La otra parte que queremos comentar en este apartado es algo más subjetiva y va a depende de cada jugador. Puede, incluso, que para algunos sea un aliciente. Se trata de la curva de dificultad. Como ya hemos mencionado, en este juego vas superando «mundos», cada uno con dos zonas. RAD es un título exigente, es decir, no se anda con tutoriales o introducciones graduales, sino que te suelta en la primera zona y, ahí, apáñatelas como puedas. Esto no es un problema, todo lo contrario, se agradece, pues rompe con esa tendencia que hay últimamente de llevar al jugador de la mano, sino todo el juego, por lo menos hasta cierto punto del mismo. La cuestión es que el salto de dificultad del mundo 1 al 2 es muy pronunciado. Cuando ya has conseguido adaptarte a la exigencia de esa primera etapa y por fin avanzas al mundo 2, de repente te encuentras con que la amenaza de ese segundo entorno ha aumentado su exigencia de forma exponencial. Aquí, cada uno decide si esto aumenta el reto o genera frustración. Ya de por sí, pasar el primer mundo es un desafío. Un par de malas decisiones o alguna que otra mutación poco conveniente puede hacer que la palmes y tengas que volver a empezar. Si encima, al llegar al mundo 2, después de haber estado penando, y después de varios intentos, te encuentras con que te vapulean enseguida y tienes que empezar de nuevo una vez más, a lo mejor te cabreas un poco.

 

Pero, como decimos, esto es algo subjetivo, que depende de cada uno, pero que hemos considerado debíamos comentar. Mientras que unos se van a sorprender gratamente al descubrir que el reto aumenta con cada mundo, otros pueden pensar que, tanto penar para superar el primer mundo y que te borren del mapa nada más llegar al segundo, es una buena jodienda.

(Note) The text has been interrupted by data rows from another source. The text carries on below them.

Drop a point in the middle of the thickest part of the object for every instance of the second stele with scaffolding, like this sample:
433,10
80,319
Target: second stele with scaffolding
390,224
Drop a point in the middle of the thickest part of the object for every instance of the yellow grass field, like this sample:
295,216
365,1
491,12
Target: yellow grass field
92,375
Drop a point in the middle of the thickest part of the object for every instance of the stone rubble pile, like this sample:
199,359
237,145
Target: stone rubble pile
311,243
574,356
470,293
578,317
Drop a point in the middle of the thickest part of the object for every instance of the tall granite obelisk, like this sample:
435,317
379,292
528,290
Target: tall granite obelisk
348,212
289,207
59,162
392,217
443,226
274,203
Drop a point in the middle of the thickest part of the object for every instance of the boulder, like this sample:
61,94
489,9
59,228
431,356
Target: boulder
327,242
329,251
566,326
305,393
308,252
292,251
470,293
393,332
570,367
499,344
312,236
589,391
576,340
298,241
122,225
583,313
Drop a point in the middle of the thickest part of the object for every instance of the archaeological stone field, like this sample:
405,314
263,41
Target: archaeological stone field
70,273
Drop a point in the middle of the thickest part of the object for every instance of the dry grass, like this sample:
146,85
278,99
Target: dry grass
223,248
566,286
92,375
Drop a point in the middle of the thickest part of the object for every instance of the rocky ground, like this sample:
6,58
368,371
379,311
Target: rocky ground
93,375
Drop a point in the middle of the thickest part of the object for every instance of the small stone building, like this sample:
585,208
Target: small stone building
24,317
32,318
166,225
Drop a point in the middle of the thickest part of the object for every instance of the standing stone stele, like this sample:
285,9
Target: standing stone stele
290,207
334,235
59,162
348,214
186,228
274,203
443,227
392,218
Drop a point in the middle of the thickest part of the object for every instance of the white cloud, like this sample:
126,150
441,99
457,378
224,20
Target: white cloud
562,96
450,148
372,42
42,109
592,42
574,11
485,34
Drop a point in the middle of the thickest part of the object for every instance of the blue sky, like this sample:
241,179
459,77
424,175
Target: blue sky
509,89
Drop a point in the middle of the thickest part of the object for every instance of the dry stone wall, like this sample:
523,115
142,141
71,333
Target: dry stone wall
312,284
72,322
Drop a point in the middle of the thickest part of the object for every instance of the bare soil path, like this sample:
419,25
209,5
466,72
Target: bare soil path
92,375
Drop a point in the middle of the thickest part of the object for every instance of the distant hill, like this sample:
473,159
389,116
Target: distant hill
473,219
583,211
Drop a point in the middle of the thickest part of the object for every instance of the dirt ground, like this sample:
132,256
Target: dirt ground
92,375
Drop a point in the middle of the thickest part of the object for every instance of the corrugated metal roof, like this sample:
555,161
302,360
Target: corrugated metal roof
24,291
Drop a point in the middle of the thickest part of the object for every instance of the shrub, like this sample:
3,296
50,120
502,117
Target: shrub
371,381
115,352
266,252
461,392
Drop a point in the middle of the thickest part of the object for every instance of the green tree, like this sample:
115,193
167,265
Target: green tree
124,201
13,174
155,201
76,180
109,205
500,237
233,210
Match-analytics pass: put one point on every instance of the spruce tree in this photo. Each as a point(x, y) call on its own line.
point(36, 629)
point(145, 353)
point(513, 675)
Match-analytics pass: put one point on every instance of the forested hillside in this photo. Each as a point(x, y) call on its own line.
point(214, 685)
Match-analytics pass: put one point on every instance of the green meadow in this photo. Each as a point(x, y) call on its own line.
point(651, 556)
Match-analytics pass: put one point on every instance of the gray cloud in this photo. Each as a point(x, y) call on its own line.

Pero, ¡eh! ¿Quién dijo que esto iba a ser fácil?

 

RAD

 

RAD – Apocalipsis ochentero en un desafío incierto

RAD es una mezcla explosiva que apuesta por el estilo ochentero, la temática del apocalipsis nuclear y unas mecánicas basadas en la incertidumbre. Con un planteamiento sencillo pero a la vez conocido y estimulante, RAD consigue engancharte con sus mutaciones, su dinámico reto y ese componente de misterio y azar que hace que cada salida sea distinta. Tras haber jugado unas partidas, te encuentras expectante, deseando que llegue el próximo desafío en el que vas a querer hacerlo mejor, sacar el máximo potencial de lo que te toque y descubrir un poco más de esa atmósfera de estilo ochenta que envuelve a la totalidad del título, hasta que, finalmente, sólo quede un único pensamiento en tu cabeza: mutación, mutación, mutación.

 

RAD

Hemos analizado RAD gracias a un código digital cedido por BANDAI NAMCO. Versión analizada 1.0.2

Rad
Mutación, mutación, mutación
Envuelto en una atmósfera de estética ochentera y apocalipsis nuclear, RAD es un roguelite que consigue superar los planteamientos básicos de los títulos de su género y aumentar su desafío gracias a su mecánica de mutaciones aleatorias. Un desafío constante y siempre diferente.
PROS
Estética ochentera y temática de apocalipsis nuclear
El sistema de mutaciones, que hace de este título un desafío constante e incierto
Un entorno dinámico y amenazador que aumenta el desafío
CONTRAS
Se ve un poco borroso en modo portátil.
La pronunciada curva de dificultad entre el primer y el segundo mundo que puede suponer un inconveniente para algunos.